# ~DS ARCHERY ~ MARCH 25th



## elsberryshooter (Mar 13, 2012)

Hope to see everyone at our next shoot !!! 
		                2012 
                             3D ARCHERY SHOOTS
		           3584 Hwy 113 N    
		         Temple , GA   30179

DATES
*JANUARY 22nd*
*FEBUARY 12th*
MARCH 25th
APRIL 1st
MAY 6th
JUNE 17th
JULY 15th
AUGUST 26th
 ALL  ASA  class will be recognized 
 Sign in times for Registration is 9AM -3PM 	
$10.00 Fun Shoot 
 $20.00 Money shoot 
50% Payback 
WE are located approx. 7 miles north of I-20 at exit 19

Danny   770-815-8667				

Sherri   770-367-5682			 	
Hot Dog ,Chips, Drinks
Homemade Biscuits 	
Sponsors
 By:  Treetop Archery    Carrollton, GA 770-836-8891  
        Tall Tines Taxidermy  Bremen, GA 770-500-9695
         State Farm –John Gantt Dallas, GA 770-445-2237


----------



## elsberryshooter (Mar 15, 2012)

Only one more week for some 3D foam action


----------



## elsberryshooter (Mar 17, 2012)

Ttt


----------



## solocam678 (Mar 18, 2012)

Looking forward to it...should be able to make this one.


----------



## elsberryshooter (Mar 18, 2012)

Don't forget we will have 2 shoots back to back . March 25th and April 1st .  We had to do this in order to get one in for April . Hope to see all the the fellow archers there ...


----------



## elsberryshooter (Mar 19, 2012)

Looking like we are going to have some great weather on sunday !!!


----------



## noviceshooter (Mar 20, 2012)

Time to kill foam D-S style


----------



## killitgrillit (Mar 20, 2012)

noviceshooter said:


> Time to kill foam D-S style



Ya gotta hit it to kill it.


----------



## elsberryshooter (Mar 21, 2012)

Jim .... Your only suppose to close one EYE when shooting ... Not both EYE's


----------



## solocam678 (Mar 21, 2012)

Ready for some 3D!!


----------



## noviceshooter (Mar 21, 2012)

Thanks Danny, but why wait till now to tell me?


----------



## killitgrillit (Mar 21, 2012)

noviceshooter said:


> Thanks Danny, but why wait till now to tell me?

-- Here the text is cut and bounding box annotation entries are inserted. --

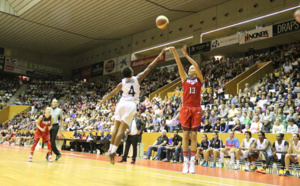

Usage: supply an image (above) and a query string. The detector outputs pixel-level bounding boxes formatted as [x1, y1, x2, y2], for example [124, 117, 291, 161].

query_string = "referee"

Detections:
[50, 98, 63, 161]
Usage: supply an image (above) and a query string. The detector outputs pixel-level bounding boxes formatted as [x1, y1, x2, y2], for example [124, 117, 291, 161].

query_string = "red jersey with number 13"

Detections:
[182, 77, 202, 107]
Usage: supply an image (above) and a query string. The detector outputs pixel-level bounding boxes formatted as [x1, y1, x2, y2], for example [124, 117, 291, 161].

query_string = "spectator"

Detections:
[203, 132, 223, 167]
[235, 131, 255, 171]
[272, 118, 285, 134]
[196, 134, 210, 166]
[286, 118, 299, 134]
[284, 134, 300, 176]
[146, 130, 168, 160]
[250, 116, 262, 133]
[248, 132, 272, 173]
[220, 118, 229, 133]
[266, 133, 289, 175]
[163, 130, 182, 163]
[218, 131, 240, 167]
[242, 112, 251, 127]
[261, 120, 272, 133]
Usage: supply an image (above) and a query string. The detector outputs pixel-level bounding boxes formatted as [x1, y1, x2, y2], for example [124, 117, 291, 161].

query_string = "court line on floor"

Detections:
[71, 156, 279, 186]
[3, 146, 278, 186]
[0, 160, 234, 186]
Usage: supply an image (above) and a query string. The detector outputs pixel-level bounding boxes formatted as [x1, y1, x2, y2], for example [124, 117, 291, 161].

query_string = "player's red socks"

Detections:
[47, 141, 51, 155]
[183, 151, 189, 157]
[191, 151, 196, 157]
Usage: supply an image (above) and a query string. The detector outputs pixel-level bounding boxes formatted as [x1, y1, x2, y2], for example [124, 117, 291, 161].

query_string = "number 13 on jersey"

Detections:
[190, 87, 196, 94]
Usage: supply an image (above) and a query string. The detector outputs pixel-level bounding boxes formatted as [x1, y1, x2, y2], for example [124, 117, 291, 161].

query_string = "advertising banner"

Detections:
[92, 61, 104, 77]
[117, 54, 131, 72]
[131, 53, 166, 68]
[211, 34, 239, 50]
[273, 19, 300, 36]
[72, 68, 81, 80]
[27, 62, 63, 74]
[4, 57, 28, 75]
[165, 48, 184, 61]
[0, 56, 5, 71]
[189, 41, 211, 55]
[240, 26, 273, 44]
[81, 65, 92, 79]
[103, 58, 117, 75]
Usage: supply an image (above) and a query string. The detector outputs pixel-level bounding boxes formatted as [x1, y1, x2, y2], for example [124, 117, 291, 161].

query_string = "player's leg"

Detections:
[28, 134, 40, 162]
[211, 149, 220, 168]
[43, 138, 52, 162]
[227, 148, 236, 164]
[182, 130, 190, 174]
[108, 120, 121, 151]
[108, 121, 128, 164]
[284, 154, 297, 176]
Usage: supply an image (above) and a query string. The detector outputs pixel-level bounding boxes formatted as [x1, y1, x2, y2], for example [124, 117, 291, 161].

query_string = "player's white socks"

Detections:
[220, 152, 224, 163]
[183, 156, 189, 162]
[229, 152, 234, 163]
[111, 145, 118, 153]
[191, 156, 196, 161]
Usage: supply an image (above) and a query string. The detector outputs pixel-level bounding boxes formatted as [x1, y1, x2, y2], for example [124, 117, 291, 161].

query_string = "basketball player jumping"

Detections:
[28, 107, 53, 162]
[100, 49, 165, 164]
[168, 46, 203, 174]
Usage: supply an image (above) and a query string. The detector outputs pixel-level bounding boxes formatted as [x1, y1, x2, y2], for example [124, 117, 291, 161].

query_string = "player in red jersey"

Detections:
[28, 107, 53, 162]
[169, 46, 204, 174]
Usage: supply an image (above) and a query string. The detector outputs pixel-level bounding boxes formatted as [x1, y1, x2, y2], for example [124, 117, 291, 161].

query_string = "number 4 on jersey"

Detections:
[128, 85, 135, 97]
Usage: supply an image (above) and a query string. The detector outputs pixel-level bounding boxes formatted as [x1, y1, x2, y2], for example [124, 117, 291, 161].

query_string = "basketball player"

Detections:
[46, 98, 63, 161]
[100, 49, 165, 164]
[168, 46, 204, 174]
[28, 107, 53, 162]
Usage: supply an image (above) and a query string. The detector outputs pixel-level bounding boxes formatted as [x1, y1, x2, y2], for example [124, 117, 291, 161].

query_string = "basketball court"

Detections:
[0, 145, 300, 186]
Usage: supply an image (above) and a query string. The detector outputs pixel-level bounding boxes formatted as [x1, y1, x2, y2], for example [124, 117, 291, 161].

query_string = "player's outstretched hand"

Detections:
[182, 45, 187, 55]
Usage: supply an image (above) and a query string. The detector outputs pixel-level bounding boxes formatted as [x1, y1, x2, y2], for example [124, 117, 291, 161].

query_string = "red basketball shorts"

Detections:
[179, 106, 202, 131]
[34, 132, 50, 142]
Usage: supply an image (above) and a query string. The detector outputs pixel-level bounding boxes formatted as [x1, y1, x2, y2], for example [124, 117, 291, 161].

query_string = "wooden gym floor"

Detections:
[0, 145, 300, 186]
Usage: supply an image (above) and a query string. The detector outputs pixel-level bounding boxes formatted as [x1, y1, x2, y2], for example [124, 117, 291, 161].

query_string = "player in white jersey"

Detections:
[284, 134, 300, 178]
[100, 49, 165, 164]
[235, 131, 255, 171]
[266, 133, 289, 175]
[248, 131, 272, 174]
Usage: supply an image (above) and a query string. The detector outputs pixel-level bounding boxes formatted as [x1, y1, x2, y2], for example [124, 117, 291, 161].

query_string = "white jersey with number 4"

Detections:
[121, 76, 140, 103]
[115, 76, 140, 126]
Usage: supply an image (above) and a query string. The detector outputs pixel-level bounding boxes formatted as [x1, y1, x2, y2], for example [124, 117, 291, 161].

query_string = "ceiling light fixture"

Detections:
[133, 36, 194, 54]
[200, 5, 300, 43]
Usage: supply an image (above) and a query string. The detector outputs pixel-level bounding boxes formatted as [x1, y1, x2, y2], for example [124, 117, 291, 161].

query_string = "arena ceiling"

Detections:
[0, 0, 228, 56]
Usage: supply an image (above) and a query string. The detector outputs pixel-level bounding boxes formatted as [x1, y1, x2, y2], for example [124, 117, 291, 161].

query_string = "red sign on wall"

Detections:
[131, 53, 166, 68]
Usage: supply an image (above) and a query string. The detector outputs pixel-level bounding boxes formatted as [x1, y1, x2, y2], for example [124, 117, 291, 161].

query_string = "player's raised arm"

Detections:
[136, 48, 166, 84]
[48, 118, 54, 131]
[36, 116, 45, 132]
[182, 45, 204, 83]
[100, 83, 122, 105]
[168, 47, 188, 83]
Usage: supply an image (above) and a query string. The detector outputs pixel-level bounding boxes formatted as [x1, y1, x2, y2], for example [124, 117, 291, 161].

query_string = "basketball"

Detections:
[294, 9, 300, 23]
[156, 15, 169, 30]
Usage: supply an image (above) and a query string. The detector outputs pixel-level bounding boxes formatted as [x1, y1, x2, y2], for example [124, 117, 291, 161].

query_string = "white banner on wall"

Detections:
[117, 54, 131, 72]
[4, 57, 27, 74]
[240, 26, 273, 44]
[103, 58, 117, 74]
[211, 34, 239, 50]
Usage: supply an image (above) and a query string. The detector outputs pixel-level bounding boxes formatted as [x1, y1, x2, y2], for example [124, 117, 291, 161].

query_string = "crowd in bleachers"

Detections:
[0, 75, 22, 107]
[2, 41, 300, 176]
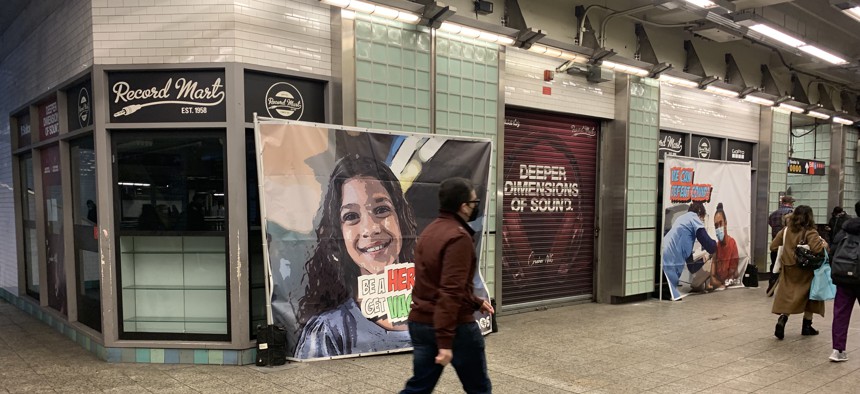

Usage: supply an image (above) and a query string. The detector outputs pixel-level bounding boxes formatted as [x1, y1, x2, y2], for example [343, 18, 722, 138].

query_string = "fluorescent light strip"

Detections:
[833, 116, 854, 126]
[800, 45, 848, 65]
[776, 104, 806, 114]
[657, 74, 699, 88]
[806, 111, 830, 119]
[529, 44, 588, 63]
[705, 85, 741, 98]
[750, 23, 806, 48]
[439, 22, 515, 45]
[320, 0, 421, 24]
[600, 60, 651, 77]
[842, 7, 860, 22]
[744, 96, 773, 107]
[685, 0, 717, 8]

Because its been alot of fun up to this point.


----------



## noviceshooter (Mar 21, 2012)

The fun part is what its all about, I hope everybody remembers that when I learn to shoot


----------



## elsberryshooter (Mar 21, 2012)

noviceshooter said:


> The fun part is what its all about, I hope everybody remembers that when I learn to shoot



I think you well on your way.


----------



## passthru24 (Mar 21, 2012)

noviceshooter said:


> The fun part is what its all about, I hope everybody remembers that when I learn to shoot



Ok, get off the little bus and learn something,,,, You'll be fine just don't try so hard, and I'll be glad to see you be Chuck ,,,


----------



## noviceshooter (Mar 22, 2012)

bump


----------



## elsberryshooter (Mar 22, 2012)

passthru24 said:


> Ok, get off the little bus and learn something,,,, You'll be fine just don't try so hard, and I'll be glad to see you be Chuck ,,,



Surely you want put him in that class .


----------



## elsberryshooter (Mar 23, 2012)

Jim.. make sure you get your glasses all cleaned up


----------



## elsberryshooter (Mar 24, 2012)

For the cause goin out to sit it up, everyone get y'all a turkey this mourning then come on out and shoot some foam tomorrow .


----------



## Bow addiction (Mar 24, 2012)

we will be there fly the colors lol the hole family is shooting!!!


----------



## Big John (Mar 24, 2012)

K45 Here We come.......


----------



## killitgrillit (Mar 25, 2012)

On the way, ready to kill some foam


----------



## GaBuckSlammer (Mar 25, 2012)

Had a good time! Good course! Didn't shoot all that great fighting the wind, but hey, that's part of it. 

See yall again!


----------



## Big John (Mar 25, 2012)

Had a blast.. Wind and putting up with this guy I shot with


----------



## KillZone (Mar 25, 2012)

Excellent range set up, shot good and had alot of fun,  thanx guys. U posting scores tonight?


----------



## elsberryshooter (Mar 25, 2012)

I have the scores posted on a NEW threade


----------



## secondseason (Mar 27, 2012)

you guys take your problems to pm's  the airing of them is not permitted on the open forum.


----------



## secondseason (Mar 27, 2012)

Again, this forum & this thread in particular is not the platform to express your displeasure.


----------